Not so, says the book. “Our research indicates the black male students who went to more selective institutions graduated at higher, not lower, rates than did similarly prepared black students who went to less selective institutions.”
The book’s advice: Students from all backgrounds should enroll in the most challenging university that will accept them.
Unfortunately, a surprising number of academically talented minority and low-income students bypass the better schools, often not even applying, in favor of less prestigious campuses.
“We call it undermatching,” Chingos says. “These students are not applying to a selective college that would surely admit them and where they would be more likely to graduate.”
More selective colleges provide a peer environment where graduation is the norm, says Chingos.
“If you go to one of those schools, there’s a stigma if you don’t graduate. But if you go to a place where half the kids don’t graduate, then you don’t stick out.”
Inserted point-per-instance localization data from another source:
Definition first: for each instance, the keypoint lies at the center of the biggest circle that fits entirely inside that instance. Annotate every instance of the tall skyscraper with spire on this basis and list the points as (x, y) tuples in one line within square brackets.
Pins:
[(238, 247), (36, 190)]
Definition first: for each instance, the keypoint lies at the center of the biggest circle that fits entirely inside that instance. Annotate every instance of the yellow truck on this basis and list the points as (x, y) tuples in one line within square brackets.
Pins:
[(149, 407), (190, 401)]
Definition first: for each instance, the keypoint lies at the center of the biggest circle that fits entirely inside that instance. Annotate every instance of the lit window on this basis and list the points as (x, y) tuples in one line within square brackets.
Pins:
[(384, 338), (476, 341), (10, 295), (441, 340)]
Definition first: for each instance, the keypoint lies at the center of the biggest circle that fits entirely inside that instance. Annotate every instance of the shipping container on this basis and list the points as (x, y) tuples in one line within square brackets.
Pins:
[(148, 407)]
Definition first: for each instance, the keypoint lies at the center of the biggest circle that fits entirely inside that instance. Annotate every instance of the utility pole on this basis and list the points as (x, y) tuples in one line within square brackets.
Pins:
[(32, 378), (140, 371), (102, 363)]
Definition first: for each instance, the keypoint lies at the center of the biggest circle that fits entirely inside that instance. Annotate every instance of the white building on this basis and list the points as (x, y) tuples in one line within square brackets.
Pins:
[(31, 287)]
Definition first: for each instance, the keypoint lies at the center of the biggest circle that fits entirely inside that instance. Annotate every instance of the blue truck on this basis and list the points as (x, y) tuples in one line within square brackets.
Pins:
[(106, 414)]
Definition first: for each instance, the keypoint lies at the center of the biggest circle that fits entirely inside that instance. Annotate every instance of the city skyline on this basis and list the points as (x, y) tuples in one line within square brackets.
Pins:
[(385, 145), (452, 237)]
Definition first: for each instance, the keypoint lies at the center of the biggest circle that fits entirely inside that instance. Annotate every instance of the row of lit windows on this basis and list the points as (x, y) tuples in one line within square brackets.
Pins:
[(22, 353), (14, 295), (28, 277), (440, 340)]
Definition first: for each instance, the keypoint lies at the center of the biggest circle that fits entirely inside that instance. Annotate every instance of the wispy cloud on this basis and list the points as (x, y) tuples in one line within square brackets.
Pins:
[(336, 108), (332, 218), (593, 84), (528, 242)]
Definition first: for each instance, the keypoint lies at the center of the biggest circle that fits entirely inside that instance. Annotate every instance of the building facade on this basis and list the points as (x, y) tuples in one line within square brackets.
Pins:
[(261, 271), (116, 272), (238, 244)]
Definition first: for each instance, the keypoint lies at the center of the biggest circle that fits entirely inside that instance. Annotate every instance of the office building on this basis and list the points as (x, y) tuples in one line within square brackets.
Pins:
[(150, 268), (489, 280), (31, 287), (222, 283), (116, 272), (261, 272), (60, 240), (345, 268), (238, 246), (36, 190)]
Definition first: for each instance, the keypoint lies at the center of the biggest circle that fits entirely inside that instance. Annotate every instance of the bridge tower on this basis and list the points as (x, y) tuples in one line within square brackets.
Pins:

Chingos says undermatching could be addressed even as school systems struggle with budget cuts.
“It’s not that it’s an easy problem to fix,” he says, “but it’s easier than fixing secondary schools.”
“If we come up with ways to help poor kids navigate the college admissions process by giving the same advantages that high socioeconomic parents give to their kids, we would improve attainment and narrow disparities,” Chingos says.
In the past, a low graduation rate was greeted as a sign of a college’s high standards, says Chingos.
“But there is mounting research that there are a lot of kids who should be able to get a college degree if they just got a little more support and better advising,” he says. “They would benefit and society would benefit.”